Celebrations

 

They abound at this time of the year, we as a nation have historically not so good at celebrations unless they involve invoking the lesser gods of Rugby, Racing, Cricket or the rest of the international sports that we compete in, usually team sports.  There seems to have been an increase in graduation ceremonies, reaching down to our Primary Schools and even Kindergartens, whilst I am not sure about Americanisation of our society perhaps this is one thing we could embrace, but I digress. I attended my youngest daughters prize-giving today I looked at the eager young faces, a certain excitement filled the air, perhaps more that the ceremony reflected the end of the school year, well who wouldn’t celebrate.  Tonight I am catering the supper for another bunch of people.  55 of them Graduate from Pathways Bible College, one of my other daughters organises this and has roped me in (willingly to oversee supper.  My other daughter (yes three of them) celebrates new life, with the birth of another child.

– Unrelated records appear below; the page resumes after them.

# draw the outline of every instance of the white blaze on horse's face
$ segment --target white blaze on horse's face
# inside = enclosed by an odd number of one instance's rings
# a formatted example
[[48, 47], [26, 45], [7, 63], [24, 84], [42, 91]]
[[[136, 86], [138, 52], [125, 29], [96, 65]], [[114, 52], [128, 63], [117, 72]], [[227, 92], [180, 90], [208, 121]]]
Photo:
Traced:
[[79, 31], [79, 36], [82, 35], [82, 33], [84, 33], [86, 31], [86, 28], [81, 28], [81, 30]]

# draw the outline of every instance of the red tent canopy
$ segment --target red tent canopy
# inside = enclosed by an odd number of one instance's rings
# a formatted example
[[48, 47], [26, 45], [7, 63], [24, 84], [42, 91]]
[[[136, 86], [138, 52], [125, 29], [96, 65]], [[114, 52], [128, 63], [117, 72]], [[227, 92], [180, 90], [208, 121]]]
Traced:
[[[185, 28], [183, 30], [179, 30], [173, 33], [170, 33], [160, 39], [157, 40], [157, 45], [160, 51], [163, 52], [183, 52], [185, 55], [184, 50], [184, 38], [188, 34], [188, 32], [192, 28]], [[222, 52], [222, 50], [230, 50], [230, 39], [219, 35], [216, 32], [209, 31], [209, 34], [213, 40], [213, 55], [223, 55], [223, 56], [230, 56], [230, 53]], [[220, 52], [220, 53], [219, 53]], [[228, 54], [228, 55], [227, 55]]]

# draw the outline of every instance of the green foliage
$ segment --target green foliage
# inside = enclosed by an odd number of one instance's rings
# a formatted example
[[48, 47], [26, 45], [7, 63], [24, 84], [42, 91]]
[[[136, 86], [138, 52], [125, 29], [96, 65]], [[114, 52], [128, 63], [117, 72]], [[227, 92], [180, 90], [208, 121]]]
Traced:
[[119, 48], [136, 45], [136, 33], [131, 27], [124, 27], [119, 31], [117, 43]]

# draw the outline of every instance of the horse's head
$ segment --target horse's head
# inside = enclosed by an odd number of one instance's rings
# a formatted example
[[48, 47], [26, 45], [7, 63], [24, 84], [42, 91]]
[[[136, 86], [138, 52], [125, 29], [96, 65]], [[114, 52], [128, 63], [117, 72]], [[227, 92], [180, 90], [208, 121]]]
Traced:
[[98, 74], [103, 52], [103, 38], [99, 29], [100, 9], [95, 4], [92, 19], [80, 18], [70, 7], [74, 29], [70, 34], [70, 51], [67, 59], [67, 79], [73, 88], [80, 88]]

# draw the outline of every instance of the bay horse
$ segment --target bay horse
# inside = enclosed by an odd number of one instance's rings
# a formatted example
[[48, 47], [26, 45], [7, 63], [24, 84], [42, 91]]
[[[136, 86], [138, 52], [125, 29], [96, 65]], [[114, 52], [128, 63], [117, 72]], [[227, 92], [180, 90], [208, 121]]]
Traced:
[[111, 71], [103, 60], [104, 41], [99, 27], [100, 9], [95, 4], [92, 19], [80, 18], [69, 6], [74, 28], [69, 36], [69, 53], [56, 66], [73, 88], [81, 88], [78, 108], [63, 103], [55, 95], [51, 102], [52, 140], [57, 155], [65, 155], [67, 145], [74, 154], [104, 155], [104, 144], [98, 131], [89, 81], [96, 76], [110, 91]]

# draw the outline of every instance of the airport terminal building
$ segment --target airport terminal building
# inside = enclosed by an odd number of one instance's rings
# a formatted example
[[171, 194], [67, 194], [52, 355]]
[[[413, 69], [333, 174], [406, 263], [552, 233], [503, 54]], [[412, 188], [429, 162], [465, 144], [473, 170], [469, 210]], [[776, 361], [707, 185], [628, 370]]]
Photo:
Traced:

These three events, connected by my relationships with people in them all are connected in other ways.  They all involve new starts.  New starts are an important part of life, soon we celebrate New Years traditionally a time of new starts in life.  I also will have a new start in 2016 as I celebrate love and get married early in January.  The thing about new starts is that there is an implication that there are old finishes.  Unlike the birth of another grandchild for me, the rest of the celebrations are bout closing of chapters.

Sometimes chapters close not by our own choice and Christmas time is a poignant reminder of closed chapters for many people, for many there is no celebration of a new beginning there is only deep desperation, sorrow, grief and blackness that is very hard to imagine.  Endings that seem complete beyond any resurrection or any new start. What do we say to people in those situations.  I have experienced Christmas like this.  My situation has involved loss but not of a final kind. Our challenge is what to say to those caught in the kind of change that has a finality, death is the most obvious of these.  I have spoken before of a well-meaning but frankly ignorant friend of mine who wanted to give me a hug, the occasion was the death of my brother, I had warned him that should he touch me I would clean his clock, knock his block off, flatten him…. You get the picture.  Firstly you see this person didn’t hug me before, why would I want them to hug me then, secondly I didn’t want them to hug me, there was no hug that would take away the finality of that loss, I felt ill at the though of this person hugging me.  It is this kind of presumptuous and sometimes gratuitous kind of action that can merely add to the sorrow of the people who are grieving.

What do we say to the broken hearted?  What are the right words, well sometimes there are no words, nothing to be said and an acknowledgement that there is nothing that you can say is an acknowledgement of their grief, oh and please, if you didn’t call them before or support them or have a relationship, don’t say if you ever need to talk call me, The only person who feels better with that is you.

Sometimes you see it is just too late, all the should haves could ofs in the world, don’t change a thing.  The last thing someone needs to hear is I am sorry I should have talked to them, I thought there was something wrong.  Keep those feelings, words, recollections, guilty feelings to yourself, sure seek out a friend to talk them through but not with the person involved if that makes sense.

What you may say has all this to do with celebration, well here it is.  I am facing a health scare at the moment, now the seriousness of it I don’t know as yet and I have to say the waiting for results is pretty boring and has left me doubting myself to say the least.  It has been complicated by a sever reaction to a medication which has seen me plumb the depths of a living hell from a psychological point of view.  I don’t much feel like celebrating right now.  I have taken care of the medication issue and am quickly climbing out of that, the health issue well… who knows just yet.  The point is that the health issue is a known one, I have notice, should it be an irrecoverable one (and I am pretty sure it is not) I will have had time to make my peace as it were, sort any loose ends out.  There are many people out there who wish they could have had the chance, but a sudden, unexplainable ,cruel and devastating act has happened and no goodbyes have happened.  There is no antidote to this, but there is a vaccination, though, that is to live your life as much as you can celebrating the day, life, don’t let the sun go down on your anger, try and restore relationships where you can and.